Harris was selected for the Australian relay pool for the 2025 World Athletics Relays in China in May 2025. In the first round of the 4 × 100 m relay she ran alongside Bree Masters, Kristie Edwards and Thewbelle Philp as they finished third in their heat with a time of 43.15, narrowly missing automatic qualification by 0.02 seconds. She was selected for the 2025 Summer World University Games in Bochum, winning the gold medal in the 100 metres and the women's 4 x 100 metres relay. She was selected for the Australian team for the 2025 World Athletics Championships in Tokyo, Japan.

Harris ran 11.50 seconds (-0.4) to win the Australian national 100 metres title for the first time on 11 April 2026, winning ahead of Chloe Mannix-Power and Ebony Lane.
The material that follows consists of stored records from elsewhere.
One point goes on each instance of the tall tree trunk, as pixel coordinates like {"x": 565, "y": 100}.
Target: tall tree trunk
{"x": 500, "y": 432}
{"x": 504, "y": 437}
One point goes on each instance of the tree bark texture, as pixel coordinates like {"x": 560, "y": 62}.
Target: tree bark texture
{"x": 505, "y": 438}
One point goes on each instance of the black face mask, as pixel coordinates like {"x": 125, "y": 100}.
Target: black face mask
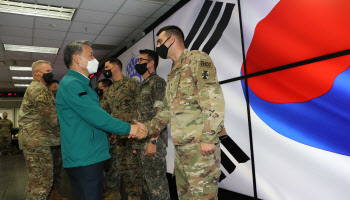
{"x": 48, "y": 77}
{"x": 99, "y": 92}
{"x": 141, "y": 68}
{"x": 162, "y": 51}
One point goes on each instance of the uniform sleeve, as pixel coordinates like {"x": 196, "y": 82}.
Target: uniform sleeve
{"x": 159, "y": 122}
{"x": 46, "y": 107}
{"x": 91, "y": 112}
{"x": 211, "y": 99}
{"x": 158, "y": 92}
{"x": 104, "y": 103}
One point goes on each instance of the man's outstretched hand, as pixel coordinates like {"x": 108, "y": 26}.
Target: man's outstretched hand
{"x": 138, "y": 130}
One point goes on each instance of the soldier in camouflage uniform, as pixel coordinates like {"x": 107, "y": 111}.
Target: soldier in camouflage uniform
{"x": 120, "y": 101}
{"x": 5, "y": 135}
{"x": 39, "y": 131}
{"x": 194, "y": 106}
{"x": 151, "y": 152}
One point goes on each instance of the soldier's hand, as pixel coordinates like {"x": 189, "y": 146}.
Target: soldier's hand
{"x": 207, "y": 149}
{"x": 151, "y": 149}
{"x": 138, "y": 130}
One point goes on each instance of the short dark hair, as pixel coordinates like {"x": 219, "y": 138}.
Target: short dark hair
{"x": 172, "y": 30}
{"x": 72, "y": 48}
{"x": 106, "y": 82}
{"x": 53, "y": 81}
{"x": 116, "y": 61}
{"x": 151, "y": 55}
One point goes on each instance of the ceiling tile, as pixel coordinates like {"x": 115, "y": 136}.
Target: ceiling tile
{"x": 52, "y": 24}
{"x": 117, "y": 31}
{"x": 16, "y": 31}
{"x": 47, "y": 34}
{"x": 110, "y": 40}
{"x": 91, "y": 16}
{"x": 47, "y": 43}
{"x": 16, "y": 40}
{"x": 161, "y": 11}
{"x": 147, "y": 23}
{"x": 88, "y": 28}
{"x": 65, "y": 3}
{"x": 16, "y": 55}
{"x": 102, "y": 5}
{"x": 16, "y": 20}
{"x": 79, "y": 36}
{"x": 172, "y": 2}
{"x": 127, "y": 20}
{"x": 139, "y": 8}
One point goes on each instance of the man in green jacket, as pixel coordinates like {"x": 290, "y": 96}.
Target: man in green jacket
{"x": 83, "y": 122}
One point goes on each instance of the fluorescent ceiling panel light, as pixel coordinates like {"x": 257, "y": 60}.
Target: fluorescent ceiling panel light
{"x": 21, "y": 85}
{"x": 21, "y": 78}
{"x": 36, "y": 10}
{"x": 33, "y": 49}
{"x": 17, "y": 68}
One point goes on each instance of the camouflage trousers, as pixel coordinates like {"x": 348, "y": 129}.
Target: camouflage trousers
{"x": 5, "y": 145}
{"x": 39, "y": 171}
{"x": 197, "y": 176}
{"x": 155, "y": 182}
{"x": 129, "y": 168}
{"x": 112, "y": 176}
{"x": 57, "y": 165}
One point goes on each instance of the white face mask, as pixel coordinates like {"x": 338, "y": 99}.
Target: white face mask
{"x": 92, "y": 65}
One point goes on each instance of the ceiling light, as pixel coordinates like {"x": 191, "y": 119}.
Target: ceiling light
{"x": 17, "y": 68}
{"x": 36, "y": 10}
{"x": 21, "y": 85}
{"x": 34, "y": 49}
{"x": 21, "y": 78}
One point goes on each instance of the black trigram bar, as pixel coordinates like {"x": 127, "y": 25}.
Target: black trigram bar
{"x": 235, "y": 150}
{"x": 197, "y": 24}
{"x": 220, "y": 28}
{"x": 208, "y": 26}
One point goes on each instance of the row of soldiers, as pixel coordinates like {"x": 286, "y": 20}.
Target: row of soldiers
{"x": 191, "y": 102}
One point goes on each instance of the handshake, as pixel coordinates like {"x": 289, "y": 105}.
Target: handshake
{"x": 138, "y": 130}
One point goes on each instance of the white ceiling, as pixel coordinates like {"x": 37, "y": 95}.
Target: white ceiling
{"x": 104, "y": 22}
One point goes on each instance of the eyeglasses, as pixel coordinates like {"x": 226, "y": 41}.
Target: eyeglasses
{"x": 141, "y": 59}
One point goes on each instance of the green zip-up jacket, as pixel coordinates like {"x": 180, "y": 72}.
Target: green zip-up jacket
{"x": 83, "y": 122}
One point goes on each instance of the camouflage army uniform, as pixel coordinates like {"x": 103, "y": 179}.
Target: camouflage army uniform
{"x": 194, "y": 105}
{"x": 39, "y": 131}
{"x": 120, "y": 101}
{"x": 153, "y": 168}
{"x": 5, "y": 136}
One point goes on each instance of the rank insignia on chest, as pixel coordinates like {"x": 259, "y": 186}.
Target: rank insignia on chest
{"x": 205, "y": 74}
She ran in the women’s 4 x 100 metres relay team at the 2026 World Athletics Relays in Botswana, and ran the anchor leg alongside Lane, Torrie Lewis and Monique Hanlon, as Australia secured qualification for the 2027 World Championships. Later that month, Harris won the bronze medal behind Zoe Hobbs and Ebony Lane in the 100 metres at the 2026 Oceania Athletics Championships in Darwin. She competed in the 100 metres at the 2026 Commonwealth Games in Glasgow, Scotland, reaching the semi-finals.